We considered the departure of 10 such stars from their funds, looking at the 12-month period leading up to that moment, and then comparing this to the annualised performance of their successor. This was not to argue that, for instance, Mark Barnett is a better or worse manager than Neil Woodford, or that a fund manager's performance should be judged on a single year. This would clearly be wrong – as wrong as it would be to take a knee-jerk reaction based solely on a manager’s name or reputation
Our data makes this clear. It indicates, rather, that investors might be better placed sitting tight and reviewing performance after a time. Indeed, seven out of 10 funds actually performed better under the new manager when judged against their peer group. Whereas investors who switch funds automatically are incurring costs based on an unprovable and unquantifiable benefit.
Investors should remember that, in most cases, funds are not the brainchild of a single fund manager, but in practice are run by a team. This means that, after the fund manager has departed, the investment team, the analysts and indeed the fund infrastructure, systems and processes will (in most cases) remain in place. If an investor withdraws their money upon hearing that the fund manager has gone, they are effectively saying that none of this has made any difference, and that the fund’s performance was overwhelmingly due to the brilliance of one individual. It’s a lot of money to stake on an unfounded belief.
The key is to understand and consider the pros and cons of any fund switch before taking any action. This is why thorough research is so important in the investment world. AXA Wealth recently launched a new range of investment options called Intelligent Investment Choices. These offer advisers a choice of fund ranges to serve the differing investment needs of their clients.

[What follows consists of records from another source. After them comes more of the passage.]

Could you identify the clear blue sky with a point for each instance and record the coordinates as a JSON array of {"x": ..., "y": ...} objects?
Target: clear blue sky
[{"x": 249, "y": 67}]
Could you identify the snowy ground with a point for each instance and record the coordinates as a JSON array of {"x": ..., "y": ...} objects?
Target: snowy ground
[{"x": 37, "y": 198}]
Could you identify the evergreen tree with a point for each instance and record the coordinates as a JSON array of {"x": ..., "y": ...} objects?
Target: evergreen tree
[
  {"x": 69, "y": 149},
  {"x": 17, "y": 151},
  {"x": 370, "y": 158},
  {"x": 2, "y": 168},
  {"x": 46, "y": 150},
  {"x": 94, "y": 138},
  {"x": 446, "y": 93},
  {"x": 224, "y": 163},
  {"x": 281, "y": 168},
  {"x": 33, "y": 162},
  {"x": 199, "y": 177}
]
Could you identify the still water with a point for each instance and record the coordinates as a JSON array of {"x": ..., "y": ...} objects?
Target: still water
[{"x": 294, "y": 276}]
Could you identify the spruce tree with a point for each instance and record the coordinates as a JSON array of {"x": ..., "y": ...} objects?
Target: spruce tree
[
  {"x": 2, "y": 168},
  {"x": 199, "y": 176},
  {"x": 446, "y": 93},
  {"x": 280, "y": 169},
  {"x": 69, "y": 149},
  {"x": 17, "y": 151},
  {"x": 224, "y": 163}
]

We know how important it is for advisers to get things right for their clients, hence the need for an investment process they can trust. That's why we have placed integrity at the core of our approach, delivering a range of investments built on comprehensive research, analysis and due diligence.

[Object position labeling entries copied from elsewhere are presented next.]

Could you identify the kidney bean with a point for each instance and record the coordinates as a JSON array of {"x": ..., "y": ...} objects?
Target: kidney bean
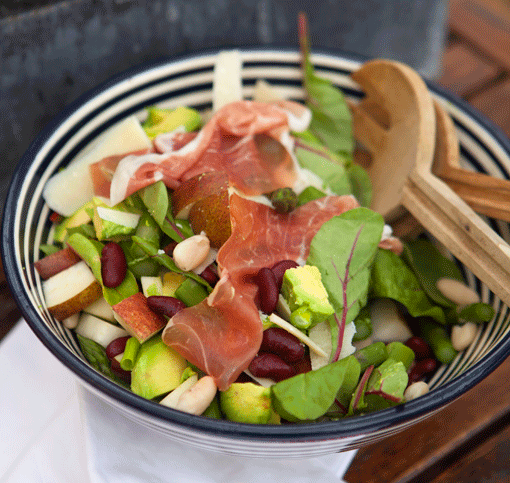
[
  {"x": 419, "y": 346},
  {"x": 118, "y": 371},
  {"x": 169, "y": 249},
  {"x": 116, "y": 347},
  {"x": 164, "y": 305},
  {"x": 421, "y": 369},
  {"x": 268, "y": 290},
  {"x": 210, "y": 276},
  {"x": 279, "y": 269},
  {"x": 280, "y": 342},
  {"x": 271, "y": 366},
  {"x": 113, "y": 265}
]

It can be unexpectedly complex and time-consuming to construct even the simplest portfolio for your clients. Intelligent Investment Choices makes things easier, giving advisers more time to focus on the little things that matter so much to clients and their families. Also included is the Tailored Selection fund range, a manageable list of around 70 researched funds to help advisers with their portfolio construction. These funds were researched and recommended by the research team at Architas, the specialist investment company within the AXA Wealth Group.

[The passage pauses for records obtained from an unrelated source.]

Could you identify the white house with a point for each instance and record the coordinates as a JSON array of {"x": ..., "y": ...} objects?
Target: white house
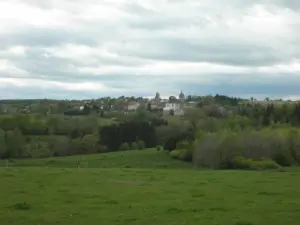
[
  {"x": 133, "y": 106},
  {"x": 174, "y": 105}
]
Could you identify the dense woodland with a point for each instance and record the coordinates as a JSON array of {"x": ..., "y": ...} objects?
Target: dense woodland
[{"x": 219, "y": 132}]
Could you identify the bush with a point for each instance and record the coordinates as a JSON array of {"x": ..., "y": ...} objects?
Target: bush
[
  {"x": 124, "y": 147},
  {"x": 159, "y": 148},
  {"x": 218, "y": 150},
  {"x": 176, "y": 153},
  {"x": 134, "y": 146},
  {"x": 242, "y": 163},
  {"x": 140, "y": 145}
]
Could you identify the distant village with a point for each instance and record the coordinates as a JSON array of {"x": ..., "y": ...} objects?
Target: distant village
[{"x": 174, "y": 105}]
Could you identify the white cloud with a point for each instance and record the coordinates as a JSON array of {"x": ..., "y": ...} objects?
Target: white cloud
[{"x": 149, "y": 44}]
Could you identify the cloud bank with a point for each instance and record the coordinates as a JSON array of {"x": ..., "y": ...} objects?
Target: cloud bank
[{"x": 88, "y": 48}]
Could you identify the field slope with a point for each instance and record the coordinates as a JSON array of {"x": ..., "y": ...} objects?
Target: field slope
[
  {"x": 149, "y": 158},
  {"x": 136, "y": 187},
  {"x": 71, "y": 196}
]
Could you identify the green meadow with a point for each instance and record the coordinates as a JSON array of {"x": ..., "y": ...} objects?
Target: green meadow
[{"x": 143, "y": 187}]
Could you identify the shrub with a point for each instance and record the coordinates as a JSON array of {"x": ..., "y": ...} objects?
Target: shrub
[
  {"x": 219, "y": 149},
  {"x": 134, "y": 146},
  {"x": 159, "y": 148},
  {"x": 243, "y": 163},
  {"x": 124, "y": 146},
  {"x": 140, "y": 145},
  {"x": 176, "y": 153}
]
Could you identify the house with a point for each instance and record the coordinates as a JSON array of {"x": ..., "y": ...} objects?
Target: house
[
  {"x": 174, "y": 106},
  {"x": 131, "y": 105}
]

As part of the selection process for the researched fund range, we wanted to find a concentrated number of funds that could provide complementary new investment ideas – something a bit different for advisers to consider as part of their client’s portfolio. From 600 ideas initially suggested by fund groups, we selected just six initial Showcase Funds. These were chosen through a process of quantitative screening, qualitative analysis and face-to-face meetings with more than twenty managers to fully understand the investment opportunities.
Researching and picking funds from the thousands available in the market can be time-heavy. But advisers can create more time to spend with their clients by outsourcing their fund research if need be. They can then create portfolios that match their client’s attitude to risk, by blending the expertise of different fund strategies available within the researched fund range.